3. The integrated learning-based case-related property knowledge base entity identification method as claimed in claim 1, wherein the training set preprocessing according to the selected case-related property-related legal documents comprises the steps of: and taking the legal documents related to the property involved in the case as a training set, performing word segmentation by using a Chinese word segmentation tool, and manually labeling the result after word segmentation according to the entity category to construct a corpus.

4. The integrated learning-based identification method for the property-related knowledge base entity as claimed in claim 3, wherein in the learning training process: selecting T learners, and obtaining T sampling sets containing m training samples by using a self-service sampling method for a given training data set containing m samples; then training a learner h based on each sampling set_i,i＝1...T。

5. The integrated learning-based identification method for the property-related knowledge base entity as claimed in claim 4, wherein 4 learners are adopted in the learner training process, and the method comprises the following steps: hidden Markov model, conditional random field, maximum entropy model, and two-way long-short term memory neural network model.

6. The integrated learning-based identification method for the property-related knowledge base entity, according to claim 1, wherein in the development set construction process: and randomly selecting two related legal documents of the property concerned which are not in the test set, segmenting the selected documents, manually labeling segmentation results, and constructing a development set.

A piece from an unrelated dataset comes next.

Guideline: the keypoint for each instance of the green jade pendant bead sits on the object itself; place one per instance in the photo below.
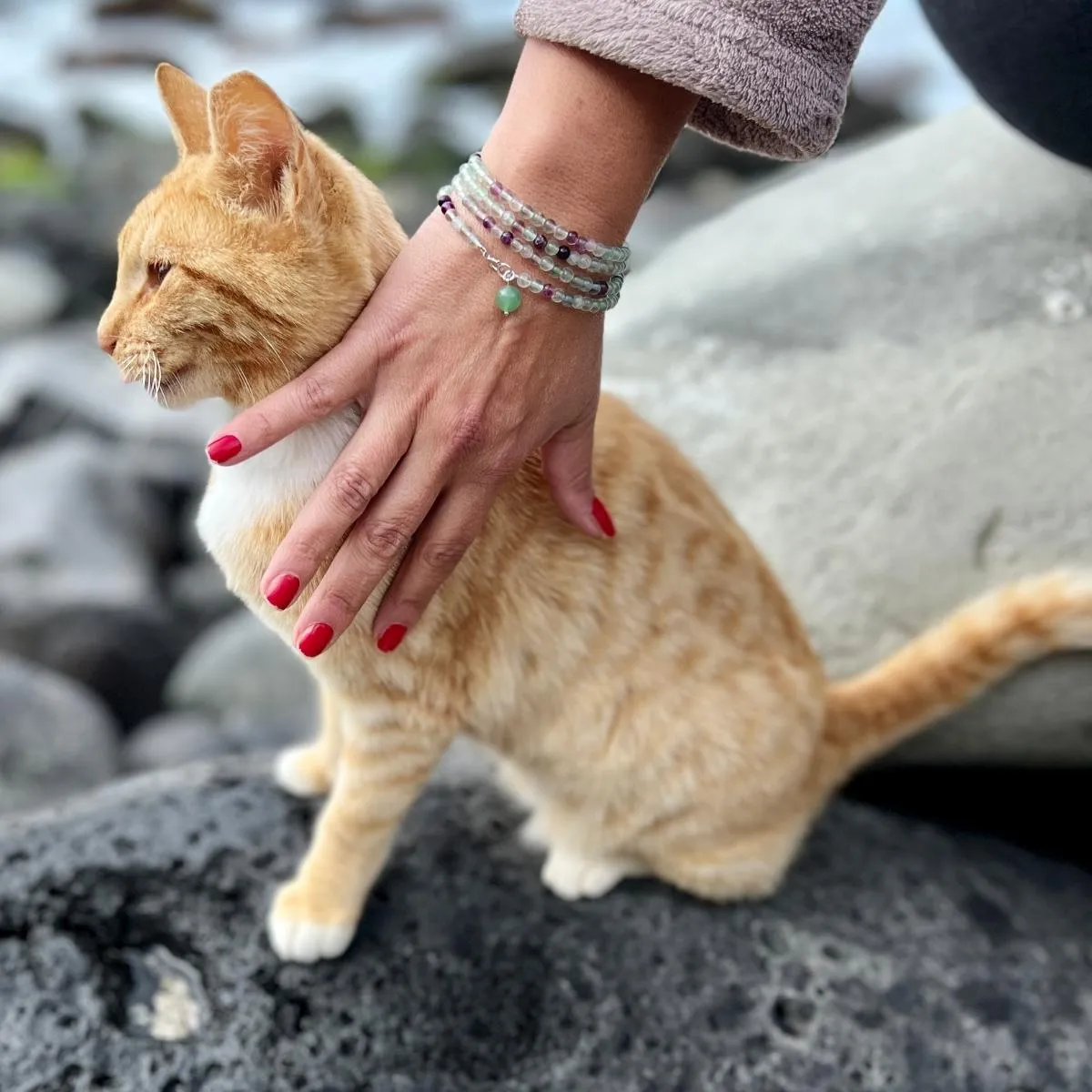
(509, 298)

7. The integrated learning-based identification method for the property-involved knowledge base entity, as claimed in claim 6, wherein in the learner weight determination process, the method comprises the following steps:

8. the integrated learning-based identification method for the property-involved knowledge base entity as claimed in claim 1, wherein in the step 3, a weighted voting method is adopted to obtain the final entity identification result, and the calculation formula of the weighted voting method is as follows:

is h_iAt label c_jAn output of w_iIs a learning device h_iThe weight of (c).